TO: Col. J.L. Warner
FROM: Steve Trilling
...Bette Davis was out today partially illness and in my estimation partially a little temperament. The old Hopkins-Davis feud has flared up again but was very quickly stamped out by our immediately calling the turn on both of them. With Blanke and Sherman* I had a good long talk with Davis last night from 6 PM to 8 PM and this morning with Hopkins from 9 AM to 10:30. There were a lot of tears and a lot of denials of any differences but there has been constant tension on the set and all the old tricks of The Old Maid episode renewed. I told Hopkins that any continuance of tactics would result in my turning the entire matter over to the [Screen Actors] Guild and she would just be banned from pictures. Davis is no white lily either, and I warned her and she agreed to lean over a little backwards and cooperate to get this picture over with and get performances exactly as directed with no nonsense— and less takes. It all ended amicably with both parties vowing there would be no re-occurence. Davis' voice, however, was completely gone and as we had nothing else to got to we were forced to close down for the day....
As ever, 
[* Henry Blanke was the film's producer and Vincent Sherman the director ]
Source: Inside Warner Bros.(1935-1951) (1985), selected, edited and annotated by Rudy Behlmer.
Above: Warners' publicity department took advantage of the feud between the two stars and had them pose with boxing gloves with director Edmund Goulding looking on. Below: Gif from a scene of Old Acquaintance where Bette Davis' character has had enough of her old friend Miriam Hopkins and shakes her violently before throwing her into a chair. Bette reportedly loved doing the scene.

2 November 2018

Robert Mitchum's favourite role

I think it's quite interesting to know which role actors regard as their personal favourite. In an earlier post, James Stewart talked about his favourite role and why he liked it best (here). This post deals with Robert Mitchum's favourite role.  

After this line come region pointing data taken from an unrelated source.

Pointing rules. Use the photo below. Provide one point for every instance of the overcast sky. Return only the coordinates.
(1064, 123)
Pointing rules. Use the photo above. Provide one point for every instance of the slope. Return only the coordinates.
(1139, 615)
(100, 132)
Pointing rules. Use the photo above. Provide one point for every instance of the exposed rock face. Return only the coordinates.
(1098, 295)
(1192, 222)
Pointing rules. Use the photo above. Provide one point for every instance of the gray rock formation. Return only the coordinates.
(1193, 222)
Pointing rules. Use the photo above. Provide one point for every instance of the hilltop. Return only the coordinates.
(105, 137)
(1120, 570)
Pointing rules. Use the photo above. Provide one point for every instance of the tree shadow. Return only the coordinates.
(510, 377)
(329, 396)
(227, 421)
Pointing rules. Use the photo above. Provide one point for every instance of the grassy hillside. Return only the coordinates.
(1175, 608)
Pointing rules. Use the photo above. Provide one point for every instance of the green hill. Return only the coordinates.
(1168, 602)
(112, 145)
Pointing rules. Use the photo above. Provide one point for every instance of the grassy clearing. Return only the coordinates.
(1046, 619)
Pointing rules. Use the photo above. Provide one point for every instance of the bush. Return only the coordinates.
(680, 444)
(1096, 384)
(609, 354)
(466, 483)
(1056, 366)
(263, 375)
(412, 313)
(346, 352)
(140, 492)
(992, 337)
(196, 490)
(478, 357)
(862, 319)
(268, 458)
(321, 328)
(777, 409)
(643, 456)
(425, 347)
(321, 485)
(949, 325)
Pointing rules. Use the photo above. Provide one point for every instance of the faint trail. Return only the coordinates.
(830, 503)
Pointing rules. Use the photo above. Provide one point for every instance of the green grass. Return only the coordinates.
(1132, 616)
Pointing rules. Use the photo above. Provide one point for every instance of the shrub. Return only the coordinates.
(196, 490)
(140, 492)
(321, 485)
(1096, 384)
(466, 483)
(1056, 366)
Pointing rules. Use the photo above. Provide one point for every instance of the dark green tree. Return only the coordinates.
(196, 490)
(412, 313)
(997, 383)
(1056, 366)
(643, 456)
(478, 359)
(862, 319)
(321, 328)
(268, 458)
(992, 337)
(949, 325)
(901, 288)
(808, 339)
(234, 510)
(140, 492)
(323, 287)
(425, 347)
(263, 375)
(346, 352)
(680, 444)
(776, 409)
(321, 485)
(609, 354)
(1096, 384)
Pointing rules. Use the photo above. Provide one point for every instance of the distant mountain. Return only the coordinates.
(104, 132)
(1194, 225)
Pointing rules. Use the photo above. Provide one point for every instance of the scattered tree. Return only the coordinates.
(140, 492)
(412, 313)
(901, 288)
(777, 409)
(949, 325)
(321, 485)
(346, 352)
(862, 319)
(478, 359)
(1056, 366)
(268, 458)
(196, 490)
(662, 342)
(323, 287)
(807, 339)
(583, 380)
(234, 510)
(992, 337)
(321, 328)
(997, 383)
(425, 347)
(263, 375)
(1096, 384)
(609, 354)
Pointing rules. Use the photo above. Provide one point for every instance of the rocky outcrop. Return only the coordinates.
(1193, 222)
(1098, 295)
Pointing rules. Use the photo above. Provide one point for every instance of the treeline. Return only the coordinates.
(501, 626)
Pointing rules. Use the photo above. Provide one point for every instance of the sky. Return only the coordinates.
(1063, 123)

The role Mitchum has always cited as his favourite and as his best performance is the role of the murderous preacher Harry Powell in Charles Laughton's only directorial effort The Night of the Hunter (1955). In a note to a fan (as seen below) Mitchum said there were more reasons than he could enumerate for liking this job better than others. While I don't know Mitchum's reasons, one of them must have been Charles Laughton. Mitchum was in awe of Laughton and has said on more than one occasion that Laughton was the best director he ever worked with. Laughton, in turn, also admired Mitchum and considered him one of the best actors in the world. The two worked very well together, even though Mitchum's heavy drinking during the last week of shooting led to problems on the set (at times Laughton couldn't get him in front of the camera). 

The Night of the Hunter is the only collaboration between Mitchum and Laughton. Disillusioned by the film's commercial and critical failure, Laughton never directed again.

Charles Laughton once said about Robert Mitchum in Esquire Magazine: "All this tough talk is a blind, you know. He's a literate, gracious, kind man, with wonderful manners, and he speaks beautifully - when he wants to. He's a tender man and a very great gentleman. You know, he's really terribly shy." 
Source: ebay



My favorite among the jobs I have had is The Night of the Hunter for more reasons than I can enumerate. What do you think?